Record numbers of American veterans diagnosed with non-aggressive prostate cancer are heeding the advice of international medical experts and opting out of immediate surgery or radiation to treat their cancer.
Instead, according to a study led by researchers at NYU School of Medicine, its Perlmutter Cancer Center, and the Manhattan campus of the VA NY Harbor Healthcare System, increasing numbers of these men are electing to postpone additional therapy unless their symptoms worsen -- a passive practice called watchful waiting -- or they are choosing so-called active surveillance. This program relies on regular check-ups, including blood tests, physical exams, and the occasional needle sampling of prostate tissue to check for any signs of a tumor getting worse, such as fast growth, before aggressive treatment is considered. The new study, summarized in the Journal of the American Medical Association (JAMA) online May 15, is one of the largest studies of its kind, involving a review of the medical records of 125,083 former servicemen, mostly over the age of 55, who were newly diagnosed with low-risk prostate cancer between 2005 and 2015.
It was during this time, researchers say, that widespread use of blood testing for prostate specific antigen (PSA) was roundly criticized for overdiagnosing the disease and leading to the treatment of the smallest, non-aggressive prostate cancers, highly unlikely to cause death.
Using data collected from the VA's Central Data Warehouse, researchers found that in 2005, only 27 percent of men under age 65 chose to forego immediate therapy, and just 4 percent chose active surveillance.
By contrast, in 2015, some 72 percent passed on immediate therapy, with 39 percent choosing active surveillance. Similar numbers were observed for study participants who were over age 65 and known to be less likely to pursue surgery or radiation, which carry a higher risk of side effects, such as bowel and bladder problems, as well as sexual dysfunction.
"Our study shows that the Veterans Affairs health care system has done a good job over the last decade in adopting 'conservative management' of men diagnosed with early-stage disease, with many men choosing active surveillance as an alternative to immediate therapy," says study senior investigator and urologist Stacy Loeb, MD, MSc. "This marks a historic reversal, at least at the VA, in the decades-long overtreatment of men with prostate cancers least likely to cause harm, and brings their care more in line with the latest best practice guidelines," says Loeb, citing a 2016 report from the American Society of Clinical Oncology, which discourages aggressive therapy for low-grade tumors.
Loeb, an assistant professor in the urology and population health departments at NYU School of Medicine and an attending urologist at VA New York Harbor Healthcare System, says the VA's success raises its standard of care of low-risk prostate cancer to levels seen in other countries like Sweden, where active surveillance rates top 70 percent. And it offers hope, she says, for many private clinics in the United States, which lag behind with as many as two-thirds of men at low risk undergoing early aggressive treatment, according to published estimates.

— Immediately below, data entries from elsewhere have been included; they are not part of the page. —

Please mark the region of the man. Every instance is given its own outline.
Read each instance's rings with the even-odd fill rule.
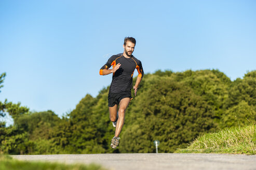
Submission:
[[[142,65],[140,60],[131,54],[134,49],[136,40],[132,37],[125,37],[124,52],[112,55],[100,70],[100,75],[113,73],[112,81],[109,92],[109,109],[110,120],[116,127],[115,136],[111,140],[110,147],[116,148],[119,144],[118,137],[125,122],[125,113],[130,101],[132,99],[131,89],[132,87],[132,76],[136,68],[139,73],[133,87],[136,95],[138,87],[144,75]],[[109,69],[113,66],[112,69]],[[119,105],[119,109],[117,109]]]

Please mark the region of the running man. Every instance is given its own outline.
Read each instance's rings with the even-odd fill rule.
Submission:
[[[141,62],[131,54],[136,44],[136,40],[134,38],[125,37],[123,45],[124,52],[112,55],[100,70],[101,75],[113,73],[108,100],[110,120],[112,121],[113,126],[116,128],[115,136],[112,138],[110,145],[113,149],[118,145],[120,139],[118,136],[125,122],[125,110],[132,99],[131,89],[135,68],[139,73],[135,86],[133,86],[135,95],[144,75]],[[111,66],[113,66],[112,69],[109,69]]]

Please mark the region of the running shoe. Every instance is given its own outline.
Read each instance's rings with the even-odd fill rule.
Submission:
[[[116,122],[117,122],[117,120],[116,120],[115,122],[112,122],[113,126],[114,126],[114,128],[116,127]]]
[[[120,137],[114,137],[111,140],[111,145],[110,145],[110,147],[113,149],[116,148],[116,147],[118,146],[119,144],[119,139],[120,139]]]

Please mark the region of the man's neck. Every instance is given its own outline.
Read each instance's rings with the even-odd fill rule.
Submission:
[[[126,58],[130,58],[131,57],[131,56],[128,56],[127,55],[126,55],[126,53],[124,51],[124,53],[123,53],[123,55],[124,55],[124,56]]]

Loeb cautions that some men may opt for immediate treatment with "sound concerns" rather than active surveillance, especially men who had an infection after their initial biopsy, and fear it happening again with any further procedures. What is important, Loeb explains, is that patients and their physicians carefully review options after a diagnosis and that the risks of immediate treatment are understood when a "shared decision" is made.

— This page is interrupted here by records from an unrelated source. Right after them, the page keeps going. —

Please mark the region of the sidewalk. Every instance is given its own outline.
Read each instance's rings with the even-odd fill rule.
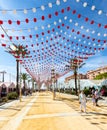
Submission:
[[[102,117],[101,119],[95,119],[98,115],[92,113],[90,107],[88,114],[80,113],[76,98],[58,94],[56,100],[53,100],[51,93],[39,93],[39,96],[24,99],[21,104],[24,107],[11,114],[12,117],[7,116],[10,120],[5,120],[5,125],[2,125],[0,130],[106,130],[107,124],[100,124],[104,123],[106,116],[100,115],[98,118]],[[2,118],[5,119],[5,112],[4,115]]]

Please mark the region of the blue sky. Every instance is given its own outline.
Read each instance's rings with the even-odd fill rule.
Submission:
[[[8,36],[12,36],[10,41],[0,28],[0,35],[4,35],[4,38],[0,37],[0,71],[5,70],[7,72],[5,74],[6,80],[10,80],[10,74],[11,80],[15,80],[16,59],[5,52],[6,48],[2,47],[3,43],[6,44],[6,47],[9,47],[12,43],[28,45],[32,58],[22,59],[23,61],[26,60],[22,70],[26,72],[24,67],[27,67],[33,76],[39,75],[42,80],[49,78],[53,65],[56,73],[62,75],[64,66],[68,64],[69,60],[75,56],[84,57],[85,54],[83,53],[95,53],[95,55],[84,60],[86,64],[80,69],[80,72],[86,73],[88,70],[107,65],[107,42],[104,44],[104,40],[107,39],[107,29],[104,28],[107,24],[106,5],[106,0],[0,0],[2,26]],[[70,7],[70,11],[67,11],[67,7]],[[61,12],[62,10],[64,12]],[[76,11],[76,14],[73,14],[73,11]],[[58,12],[58,16],[55,15],[56,12]],[[49,14],[52,18],[48,18]],[[78,18],[79,14],[81,18]],[[41,19],[42,16],[45,16],[45,20]],[[33,21],[34,18],[37,19],[37,22]],[[88,18],[88,22],[85,18]],[[29,20],[29,23],[25,22],[26,19]],[[11,25],[8,24],[8,20],[12,21]],[[16,24],[17,20],[21,22],[20,25]],[[90,24],[92,21],[94,23]],[[62,24],[64,24],[64,27],[62,27]],[[101,27],[98,27],[98,24],[101,24]],[[66,28],[67,26],[69,26],[69,29]],[[51,31],[52,29],[55,31]],[[72,32],[73,29],[74,32]],[[47,33],[48,30],[51,33]],[[77,32],[80,34],[77,34]],[[35,37],[37,34],[39,38]],[[83,34],[85,38],[82,37]],[[29,38],[30,35],[32,38]],[[25,40],[22,39],[22,36],[25,37]],[[16,40],[16,37],[19,37],[19,40]],[[65,37],[65,40],[63,37]],[[69,41],[67,42],[67,40]],[[64,48],[65,46],[70,49],[67,50]],[[90,47],[91,49],[89,49]],[[96,51],[94,48],[96,48]],[[102,51],[101,48],[104,48],[104,50]],[[81,54],[78,52],[81,52]],[[38,57],[40,57],[40,60],[38,60]],[[1,78],[2,75],[0,75],[0,80]]]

Loeb credits the VA's success to several factors, noting that it is part of a national network of publicly funded hospitals, where many physicians are salaried, so there is little financial incentive to overtreat.
"The main conclusion to be drawn from the data is that if so many veterans can quickly adopt this less-risky disease-management strategy, then so too might other American men if they understood the potential benefits of this option," says Loeb.
Loeb says her team, in conjunction with the Prostate Cancer Foundation, which helped fund the current study, next plans to look at ways, such as use of online educational materials, to improve active surveillance rates.
The U.S. National Cancer Institute estimated that 26,000 American men would die from prostate cancer in 2017, with 161,000 new cases diagnosed, most in its earliest stages.
Additional funding support for the study, which took four years to complete, was provided by New York State Department of Health grant DOH01 C30697GG-3450000; National Institutes of Health grants P30 CA016087 and K07 CA178258; and Veterans Affairs grants CDA 11-257 and CDP 11-254. Funding support was also provided by the Laura and Isaac Perlmutter Cancer Center, the Edward Blank and Sharon Cosloy-Blank Family Foundation, and the Gertrude and Louis Feil family trust.
Loeb has received consulting fees or travel reimbursements from several health care and pharmaceutical companies involved in cancer care or diagnostics, including Lilly, MDxHealth, General Electric, Astellas, Sanofi, GenomeDx, Minomic and Boehringer Ingelheim. Study co-investigator Danil Makarov, MD, MHS, has also served as an advisor to the FDA, which regulates prostate therapies and diagnostic tools. All relationships are being managed in accordance with the policies and practices of NYU School of Medicine.
Besides Loeb and Makarov, other NYU Langone and Manhattan VA investigators involved in the study were Nataliya Byrne, BA; Herbert Lepor, MD; and Dawn Walter, MPH.